I wonder if i'm missing some button when I'm creating a track for them.
They don't play when I bring up the browser with all the instruments, either.
Thanks for whatever help you can offer.
Cheers,
Doug vanderHoof


----------



## sinclair_tm (Mar 11, 2005)

I'll have to look at my GB and see if I can or not. But I know that there are requirements that must be met to use the real instruments. Being it's a G5, the CPU should be okay, but how much RAM do you have, and how much free hard drive space do you have?


----------



## Doug vanderBand (Mar 3, 2008)

sinclair_tm said:


> I'll have to look at my GB and see if I can or not. But I know that there are requirements that must be met to use the real instruments.
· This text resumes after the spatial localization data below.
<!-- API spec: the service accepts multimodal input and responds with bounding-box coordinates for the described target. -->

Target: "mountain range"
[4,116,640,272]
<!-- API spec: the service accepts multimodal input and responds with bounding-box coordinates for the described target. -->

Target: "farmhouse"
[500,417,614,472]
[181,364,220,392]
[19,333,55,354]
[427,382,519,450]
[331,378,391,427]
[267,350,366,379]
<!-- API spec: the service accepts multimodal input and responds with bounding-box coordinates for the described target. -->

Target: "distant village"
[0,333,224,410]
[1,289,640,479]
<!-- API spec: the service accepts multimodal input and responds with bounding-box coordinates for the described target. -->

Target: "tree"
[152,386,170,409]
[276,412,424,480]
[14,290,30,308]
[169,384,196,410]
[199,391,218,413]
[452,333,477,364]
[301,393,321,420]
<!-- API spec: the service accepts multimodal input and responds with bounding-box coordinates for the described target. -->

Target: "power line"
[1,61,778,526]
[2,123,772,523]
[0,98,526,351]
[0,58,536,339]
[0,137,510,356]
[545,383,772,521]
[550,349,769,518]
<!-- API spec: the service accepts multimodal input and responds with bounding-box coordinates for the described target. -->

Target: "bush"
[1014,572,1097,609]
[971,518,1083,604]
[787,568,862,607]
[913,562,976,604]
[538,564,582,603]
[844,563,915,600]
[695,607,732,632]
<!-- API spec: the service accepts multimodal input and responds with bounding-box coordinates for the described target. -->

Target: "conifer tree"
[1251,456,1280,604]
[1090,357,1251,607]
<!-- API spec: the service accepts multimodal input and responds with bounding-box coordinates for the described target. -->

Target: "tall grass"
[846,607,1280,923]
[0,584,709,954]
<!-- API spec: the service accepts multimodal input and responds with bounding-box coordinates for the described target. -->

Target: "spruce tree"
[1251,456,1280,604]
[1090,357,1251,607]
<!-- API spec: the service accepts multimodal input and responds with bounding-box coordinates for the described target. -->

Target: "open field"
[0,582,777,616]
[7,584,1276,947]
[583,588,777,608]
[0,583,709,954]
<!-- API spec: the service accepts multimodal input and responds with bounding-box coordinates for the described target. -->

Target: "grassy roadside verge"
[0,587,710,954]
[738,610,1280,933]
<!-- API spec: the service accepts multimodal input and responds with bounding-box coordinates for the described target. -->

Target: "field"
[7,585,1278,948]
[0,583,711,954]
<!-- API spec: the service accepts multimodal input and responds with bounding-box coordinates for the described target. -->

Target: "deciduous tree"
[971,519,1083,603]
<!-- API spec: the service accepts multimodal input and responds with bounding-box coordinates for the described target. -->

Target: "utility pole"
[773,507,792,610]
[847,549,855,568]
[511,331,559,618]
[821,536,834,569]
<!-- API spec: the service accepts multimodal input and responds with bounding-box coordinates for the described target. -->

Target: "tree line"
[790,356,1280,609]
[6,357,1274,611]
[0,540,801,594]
Being it's a G5, the CPU should be okay, but how much RAM do you have, and how much free hard drive space do you have?


Sinclair,
Thanks. 
3gigs of ram and about 60 gigs on that drive.
Doug


----------



## sinclair_tm (Mar 11, 2005)

Okay, I messed with GB tonight, and from what I can tell, real instruments are just that, real, not computer generated, so unless you have a mic or midi plugged in, you will not get any real instruments.


----------



## d-thinkerdotcom (Feb 11, 2008)

I do not own a Mac, but I make music on XP. Some advice:

There are 2 ways to connect midi to any computer PC, or Mac.

1

You buy a cheap midi kit that connects by USB. The problem with this is latency, the Midi is connected to the keyboard, if you push a key on the piano connected by Midi by USB or USB 2.0 there will be a time delay.

2

The Mac may have a sound card with Midi (see back of Mac). Then you can buy some Midi cables, and connect the keyboard to it.

3 

Buy a soundcard and put it in the Mac. I highly regarded one os audiphile 2496 as it is quite cheap! You can also do digital recording with this, as it has digital input and output(coaxial).


----------